Am 30. Juni 2026 hat Petfre (Gibraltar) Ltd, der Betreiber hinter Betfred, eine Einigungszahlung von 900.000 £ an die Great Britain Gambling Commission (GBGC) vereinbart. Die Geldbuße ist die Folge einer behördlichen Untersuchung der sozialen Verantwortungsvorschriften des Unternehmens.
Die GBGC leitete die Prüfung ein, nachdem eine Compliance-Prüfung erhebliche Verfahrenslücken aufgedeckt hatte.
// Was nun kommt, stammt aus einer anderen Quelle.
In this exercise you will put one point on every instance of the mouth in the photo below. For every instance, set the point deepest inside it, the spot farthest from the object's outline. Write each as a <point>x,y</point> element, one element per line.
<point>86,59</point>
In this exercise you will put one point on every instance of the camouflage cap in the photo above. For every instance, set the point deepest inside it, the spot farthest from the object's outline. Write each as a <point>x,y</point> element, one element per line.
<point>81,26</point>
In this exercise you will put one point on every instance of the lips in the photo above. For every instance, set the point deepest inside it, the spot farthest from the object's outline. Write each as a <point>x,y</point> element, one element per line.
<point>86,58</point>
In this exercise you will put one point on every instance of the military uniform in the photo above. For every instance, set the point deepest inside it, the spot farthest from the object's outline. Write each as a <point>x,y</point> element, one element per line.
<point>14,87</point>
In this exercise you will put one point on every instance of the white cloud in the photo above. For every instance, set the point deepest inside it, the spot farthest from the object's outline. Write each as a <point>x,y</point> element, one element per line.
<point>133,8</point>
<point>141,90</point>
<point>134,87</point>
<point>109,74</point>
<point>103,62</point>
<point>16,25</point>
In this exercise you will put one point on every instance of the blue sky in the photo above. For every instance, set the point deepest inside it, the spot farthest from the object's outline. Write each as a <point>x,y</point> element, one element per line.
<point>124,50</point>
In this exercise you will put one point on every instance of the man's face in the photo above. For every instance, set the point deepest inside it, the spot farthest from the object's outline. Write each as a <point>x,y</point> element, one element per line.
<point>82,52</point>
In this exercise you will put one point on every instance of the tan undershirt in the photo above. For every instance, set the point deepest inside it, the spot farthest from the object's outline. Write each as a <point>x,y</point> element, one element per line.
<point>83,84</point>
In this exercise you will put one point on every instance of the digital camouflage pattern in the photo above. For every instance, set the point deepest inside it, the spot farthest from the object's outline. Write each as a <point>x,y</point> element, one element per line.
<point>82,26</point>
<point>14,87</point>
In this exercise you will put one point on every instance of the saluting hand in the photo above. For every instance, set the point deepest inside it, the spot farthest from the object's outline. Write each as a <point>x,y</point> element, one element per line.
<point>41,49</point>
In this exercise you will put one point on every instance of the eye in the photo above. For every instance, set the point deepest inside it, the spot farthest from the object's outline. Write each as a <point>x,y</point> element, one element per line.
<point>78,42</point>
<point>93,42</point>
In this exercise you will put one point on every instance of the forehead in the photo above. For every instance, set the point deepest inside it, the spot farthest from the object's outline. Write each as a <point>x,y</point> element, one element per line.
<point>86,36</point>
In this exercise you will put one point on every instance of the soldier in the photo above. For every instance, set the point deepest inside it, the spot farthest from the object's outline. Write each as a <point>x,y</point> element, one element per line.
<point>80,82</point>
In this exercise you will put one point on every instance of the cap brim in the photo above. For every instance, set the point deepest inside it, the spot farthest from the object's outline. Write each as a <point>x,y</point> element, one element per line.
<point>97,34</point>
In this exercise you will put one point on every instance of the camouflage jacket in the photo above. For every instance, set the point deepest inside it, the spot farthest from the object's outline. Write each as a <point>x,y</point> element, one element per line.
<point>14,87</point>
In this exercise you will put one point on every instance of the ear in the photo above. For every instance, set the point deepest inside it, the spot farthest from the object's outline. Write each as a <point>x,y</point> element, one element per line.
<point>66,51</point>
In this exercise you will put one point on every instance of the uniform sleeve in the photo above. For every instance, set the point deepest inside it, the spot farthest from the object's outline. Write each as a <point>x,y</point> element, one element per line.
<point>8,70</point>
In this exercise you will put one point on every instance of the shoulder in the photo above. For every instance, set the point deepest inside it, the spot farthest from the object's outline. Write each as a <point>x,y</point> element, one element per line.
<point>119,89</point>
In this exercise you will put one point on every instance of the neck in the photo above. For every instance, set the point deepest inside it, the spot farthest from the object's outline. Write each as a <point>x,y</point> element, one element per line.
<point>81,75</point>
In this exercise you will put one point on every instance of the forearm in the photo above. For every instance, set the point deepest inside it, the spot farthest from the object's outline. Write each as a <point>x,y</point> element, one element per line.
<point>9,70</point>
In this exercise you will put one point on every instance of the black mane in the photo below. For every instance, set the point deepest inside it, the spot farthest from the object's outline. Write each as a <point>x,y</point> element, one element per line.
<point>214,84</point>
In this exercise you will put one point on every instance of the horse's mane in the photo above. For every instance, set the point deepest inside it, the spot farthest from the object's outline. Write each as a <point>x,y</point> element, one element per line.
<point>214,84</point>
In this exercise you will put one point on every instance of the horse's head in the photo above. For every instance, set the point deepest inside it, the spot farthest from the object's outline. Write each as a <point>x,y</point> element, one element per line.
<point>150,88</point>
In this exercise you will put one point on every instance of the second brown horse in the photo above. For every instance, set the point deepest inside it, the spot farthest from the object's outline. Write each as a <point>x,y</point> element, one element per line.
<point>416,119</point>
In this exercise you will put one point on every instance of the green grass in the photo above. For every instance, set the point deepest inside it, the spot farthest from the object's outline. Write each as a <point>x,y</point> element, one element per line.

Die Aufsichtsbehörde stellte fest, dass Petfre über keine ausreichenden Mechanismen verfügte, um Anzeichen von Spielschäden zu erkennen oder sofortige Eingriffsmaßnahmen durchzusetzen. Ein kritisches Problem betraf den Überprüfungszyklus: Sobald das Konto eines Kunden für eine Überprüfung im Rahmen der Spielerschutzmaßnahmen markiert wurde, verhinderte das System eine erneute Markierung für sieben Tage.
Diese Verzögerung bedeutete, dass Kunden, die weitere Anzeichen von Belastung zeigten, nicht so schnell kontaktiert wurden, wie es erforderlich war. In einem dokumentierten Fall verlor ein Verbraucher innerhalb von 24 Stunden 17.900 £, ohne zusätzliche Unterstützung zu erhalten. John Pierce, der Direktor für Durchsetzung bei der Kommission, erklärte: „Die gewissenhafte Umsetzung wirksamer Richtlinien und Verfahren sind die Eckpfeiler eines sichereren Glücksspiels in Großbritannien.“ Er merkte an, dass die Lücken zwar inakzeptabel waren, der Lizenzinhaber jedoch schnell reagierte, um vorläufige Minderungsmaßnahmen einzuführen.
Personelle Veränderungen in der Aufsicht
Parallel zur Ankündigung der Einigung bestätigte die GBGC, dass der Geschäftsführende Direktor Tim Miller die Organisation im September verlassen wird. Miller hat seine Position in den vergangenen zehn Jahren ausgeübt.